Financement de la transition climatique
La transition de l’économie suisse en vue d’atteindre l’objectif de neutralité climatique d’ici 2050 suppose de relever quelques défis. Mais le financement n’est pas le défi majeur, comme le montre l’étude intitulée Besoins en investissement et financement pour la neutralité climatique de la Suisse d’ici 2050, réalisée par l’Association suisse des banquiers (ASB) en collaboration avec le Boston Consulting Group (BCG).
La transition climatique en Suisse est finançable
L’objectif de neutralité climatique que s’est fixé la Suisse d’ici 2050 exige une réorientation de l’économie nationale vers les activités durables. Il en résulte des besoins en investissement qui sont substantiels mais, en l’état actuel des choses, finançables:
- La transition climatique de la Suisse nécessitera d’investir au total CHF 387,2 milliards sur les trente prochaines années, soit en moyenne CHF 12,9 milliards par an. Cela représente environ 2 % du produit intérieur brut annuel de notre pays. Un volume d’investissement de cet ordre permettra de procéder à la nécessaire réduction des gaz à effet de serre dans les dix secteurs économiques générant le plus d’émissions en Suisse, dont principalement les secteurs «Véhicules légers», «Bâtiment» et «Véhicules lourds».
- Plus de 90 % des investissements nécessaires pourront être financés via l’offre ordinaire des banques: outre des crédits bancaires et des hypothèques à hauteur de CHF 10,7 milliards (83 % des besoins annuels en investissement), CHF 1,0 milliard (8 %) pourrait être financé sur le marché suisse des capitaux. Les crédits bancaires permettant d’assurer la transition climatique représenteraient environ 10,8 % du volume actuel des hypothèques et des crédits aux entreprises octroyés annuellement par les banques suisses. Quant au financement de la transition climatique sur le marché des capitaux (environ CHF 1,0 milliard), il représenterait 1,6 % du total annuel des émissions d’emprunts à la Bourse suisse.
- S’agissant des autres investissements nécessaires, ils concernent à hauteur de CHF 0,9 milliard des biens publics, comme le développement des transports publics, qui sont traditionnellement financés par l’Etat. En raison du manque de maturité des technologies requises, le montant de CHF 0,3 milliard restant à couvrir est problématique en termes à la fois techniques et financiers. La solution pourrait résider dans des financements mixtes (blended finance) et des partenariats public-privé (PPP).

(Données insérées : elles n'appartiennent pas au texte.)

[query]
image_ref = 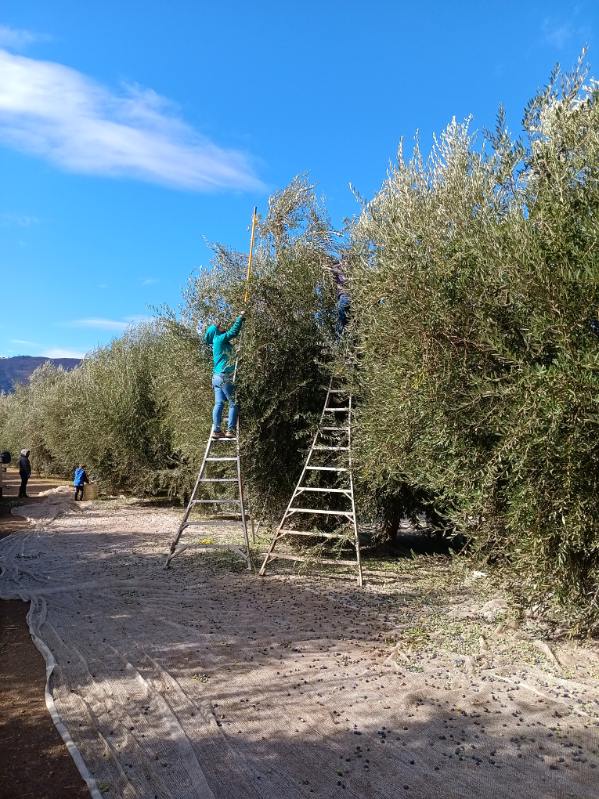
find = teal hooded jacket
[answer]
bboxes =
[203,316,244,374]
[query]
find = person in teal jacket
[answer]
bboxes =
[203,313,245,438]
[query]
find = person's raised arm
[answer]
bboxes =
[222,314,245,343]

Outre le financement privé, il existe d’autres modes de financement de la transition, dont notamment la blended finance. Dans ce cadre, le financement public du développement sert à activer des capitaux privés pour des projets dans des pays émergents et en développement. Grâce à la réduction des risques, les projets à forte valeur ajoutée écologique et sociale, en particulier, deviennent accessibles aux investisseuses et aux investisseurs privés. L’ASB a publié en 2024 un document de réflexion qui présente en détail les opportunités et les risques inhérents à ce nouveau mode de financement.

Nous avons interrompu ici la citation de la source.